EU's Legally Binding 2040 Climate Target Now in Force
On April 7, 2026, Regulation (EU) 2026/667 entered into force, amending the European Climate Law by introducing a legally binding target of a 90% net reduction in greenhouse gas emissions by 2040. This represents one of the most ambitious mid-century climate commitments codified into law by any major economy, and sets the EU firmly on a trajectory toward its 2050 net-zero goal.
AI Foundation Models Proposed as Tool to Unify Climate Risk Research
A new perspective published in Nature Climate Change argues that advanced AI frameworks — specifically foundation models — offer a new opportunity to unify the fragmented domains of climate risks, societal responses, and their interactions. The authors contend that cross-disciplinary integration, which has been a persistent challenge, could be dramatically accelerated by AI systems trained across multiple climate-relevant datasets.
What to Watch Next
COP30 Preparations and NDC Deadlines: The 'Beyond COP' summit signals intensifying pressure ahead of COP30 in Belém, Brazil. Nations are expected to submit updated Nationally Determined Contributions (NDCs) in the coming months. Watch for whether major emitters close the gap identified in multi-model analyses showing that current net-zero pledges still leave an emissions gap relative to the well-below-2°C pathway.

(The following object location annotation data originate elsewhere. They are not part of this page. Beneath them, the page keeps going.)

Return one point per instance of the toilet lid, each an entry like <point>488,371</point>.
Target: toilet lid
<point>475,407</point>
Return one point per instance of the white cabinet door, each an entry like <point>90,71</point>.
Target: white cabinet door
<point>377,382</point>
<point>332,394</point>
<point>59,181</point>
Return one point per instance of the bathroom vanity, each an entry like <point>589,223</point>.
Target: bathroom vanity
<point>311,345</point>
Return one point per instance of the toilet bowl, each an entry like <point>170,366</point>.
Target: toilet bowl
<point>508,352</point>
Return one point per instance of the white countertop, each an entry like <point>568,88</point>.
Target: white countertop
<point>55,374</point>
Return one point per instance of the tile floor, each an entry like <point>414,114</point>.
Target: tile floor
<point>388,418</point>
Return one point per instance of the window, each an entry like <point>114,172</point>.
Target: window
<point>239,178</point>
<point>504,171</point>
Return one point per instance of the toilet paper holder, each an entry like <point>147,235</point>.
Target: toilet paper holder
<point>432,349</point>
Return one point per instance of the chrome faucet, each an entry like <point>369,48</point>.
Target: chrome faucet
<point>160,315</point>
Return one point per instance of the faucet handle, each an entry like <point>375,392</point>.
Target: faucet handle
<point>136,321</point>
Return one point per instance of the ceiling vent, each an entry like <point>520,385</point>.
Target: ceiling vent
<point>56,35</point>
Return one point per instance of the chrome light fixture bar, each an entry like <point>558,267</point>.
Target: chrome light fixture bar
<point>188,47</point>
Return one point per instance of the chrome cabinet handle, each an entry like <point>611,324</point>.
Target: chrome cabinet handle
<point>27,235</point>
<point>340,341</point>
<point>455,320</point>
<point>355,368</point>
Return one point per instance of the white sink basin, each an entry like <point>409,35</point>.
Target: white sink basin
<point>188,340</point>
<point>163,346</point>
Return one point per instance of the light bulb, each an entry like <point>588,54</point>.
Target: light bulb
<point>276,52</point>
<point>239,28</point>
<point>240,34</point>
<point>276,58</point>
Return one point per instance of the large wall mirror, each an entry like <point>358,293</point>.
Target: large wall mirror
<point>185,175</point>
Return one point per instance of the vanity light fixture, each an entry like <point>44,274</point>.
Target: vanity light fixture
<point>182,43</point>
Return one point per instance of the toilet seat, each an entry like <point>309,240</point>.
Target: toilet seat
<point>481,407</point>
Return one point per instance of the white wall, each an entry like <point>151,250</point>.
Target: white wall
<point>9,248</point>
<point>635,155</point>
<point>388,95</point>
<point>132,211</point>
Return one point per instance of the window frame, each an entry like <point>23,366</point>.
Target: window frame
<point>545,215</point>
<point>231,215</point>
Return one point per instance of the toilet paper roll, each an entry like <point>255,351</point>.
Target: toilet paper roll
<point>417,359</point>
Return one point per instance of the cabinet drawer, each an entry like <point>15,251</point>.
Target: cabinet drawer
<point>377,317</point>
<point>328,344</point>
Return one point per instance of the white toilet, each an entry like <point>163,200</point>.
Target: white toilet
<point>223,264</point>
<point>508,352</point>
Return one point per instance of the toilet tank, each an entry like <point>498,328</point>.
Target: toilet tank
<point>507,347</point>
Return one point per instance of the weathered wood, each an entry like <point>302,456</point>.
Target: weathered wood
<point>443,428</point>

El Niño Development Monitoring: Scientists and forecasters are actively watching sea surface temperature patterns for signs of an El Niño transition in the second half of 2026. Whether this materializes — and how strongly — will determine whether 2026 breaks the 2024 global temperature record as James Hansen predicts. NOAA and Copernicus seasonal outlooks will be key data anchors in the months ahead.

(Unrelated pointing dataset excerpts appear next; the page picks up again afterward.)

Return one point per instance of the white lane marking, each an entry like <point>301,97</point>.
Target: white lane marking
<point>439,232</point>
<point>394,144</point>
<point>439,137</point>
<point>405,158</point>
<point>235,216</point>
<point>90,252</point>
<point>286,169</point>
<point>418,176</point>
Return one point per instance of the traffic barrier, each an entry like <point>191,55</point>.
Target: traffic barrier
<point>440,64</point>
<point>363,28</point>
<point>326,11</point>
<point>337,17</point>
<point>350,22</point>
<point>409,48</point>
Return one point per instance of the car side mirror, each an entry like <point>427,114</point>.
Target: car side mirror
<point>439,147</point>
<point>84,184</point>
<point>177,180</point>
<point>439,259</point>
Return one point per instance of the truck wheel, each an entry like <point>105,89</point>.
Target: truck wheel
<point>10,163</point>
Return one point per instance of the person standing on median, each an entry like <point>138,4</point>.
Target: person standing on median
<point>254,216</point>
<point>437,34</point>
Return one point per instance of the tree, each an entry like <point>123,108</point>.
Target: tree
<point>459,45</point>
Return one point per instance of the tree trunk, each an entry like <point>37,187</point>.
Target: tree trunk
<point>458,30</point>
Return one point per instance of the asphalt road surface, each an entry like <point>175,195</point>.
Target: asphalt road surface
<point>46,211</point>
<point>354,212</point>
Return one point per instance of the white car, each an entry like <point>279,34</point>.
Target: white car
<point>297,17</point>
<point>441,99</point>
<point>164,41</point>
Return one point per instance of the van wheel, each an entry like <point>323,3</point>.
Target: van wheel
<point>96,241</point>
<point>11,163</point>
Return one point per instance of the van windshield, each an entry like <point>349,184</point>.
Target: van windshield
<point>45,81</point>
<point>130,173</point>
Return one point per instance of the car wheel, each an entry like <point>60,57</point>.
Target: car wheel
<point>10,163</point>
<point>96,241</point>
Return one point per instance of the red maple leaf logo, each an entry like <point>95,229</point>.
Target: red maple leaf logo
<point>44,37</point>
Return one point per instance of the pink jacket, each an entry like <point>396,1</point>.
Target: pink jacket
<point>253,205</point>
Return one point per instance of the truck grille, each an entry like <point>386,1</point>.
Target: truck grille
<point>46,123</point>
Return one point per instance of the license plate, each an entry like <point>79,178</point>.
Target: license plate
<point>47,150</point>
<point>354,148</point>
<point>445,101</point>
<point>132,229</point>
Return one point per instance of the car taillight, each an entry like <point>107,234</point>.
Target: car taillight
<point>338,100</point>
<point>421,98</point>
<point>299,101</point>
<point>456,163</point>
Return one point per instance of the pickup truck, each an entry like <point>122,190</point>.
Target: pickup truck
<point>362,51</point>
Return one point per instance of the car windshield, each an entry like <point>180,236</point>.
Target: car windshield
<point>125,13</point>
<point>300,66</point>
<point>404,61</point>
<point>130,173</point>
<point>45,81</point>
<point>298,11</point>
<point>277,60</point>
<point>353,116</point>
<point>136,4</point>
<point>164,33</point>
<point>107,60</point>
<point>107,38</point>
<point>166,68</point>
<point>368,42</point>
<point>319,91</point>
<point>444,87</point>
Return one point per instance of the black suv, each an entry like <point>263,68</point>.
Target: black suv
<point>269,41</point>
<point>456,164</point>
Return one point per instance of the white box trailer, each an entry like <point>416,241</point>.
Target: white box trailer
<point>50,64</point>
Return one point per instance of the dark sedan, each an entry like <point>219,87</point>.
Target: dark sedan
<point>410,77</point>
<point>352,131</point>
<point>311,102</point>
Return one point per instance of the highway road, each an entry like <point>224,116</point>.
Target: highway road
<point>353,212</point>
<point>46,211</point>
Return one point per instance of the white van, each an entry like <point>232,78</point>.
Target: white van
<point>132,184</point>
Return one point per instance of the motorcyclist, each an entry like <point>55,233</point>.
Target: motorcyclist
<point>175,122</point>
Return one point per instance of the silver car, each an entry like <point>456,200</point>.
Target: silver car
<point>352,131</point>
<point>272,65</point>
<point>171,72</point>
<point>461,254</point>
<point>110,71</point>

Microplastics Climate Forcing Research: The Scientific American report on airborne microplastics as a warming agent is an emerging research thread with significant implications for climate models, which currently do not systematically account for this forcing. Expect follow-on studies quantifying the magnitude of the effect and calls for its inclusion in IPCC assessment models.
EU 2040 Climate Law Implementation: With Regulation (EU) 2026/667 having entered into force on April 7, the focus now shifts to implementation — including how the EU will update its 2030 emissions reduction framework to align with the new 2040 target, and how the Carbon Border Adjustment Mechanism (CBAM) will be calibrated accordingly.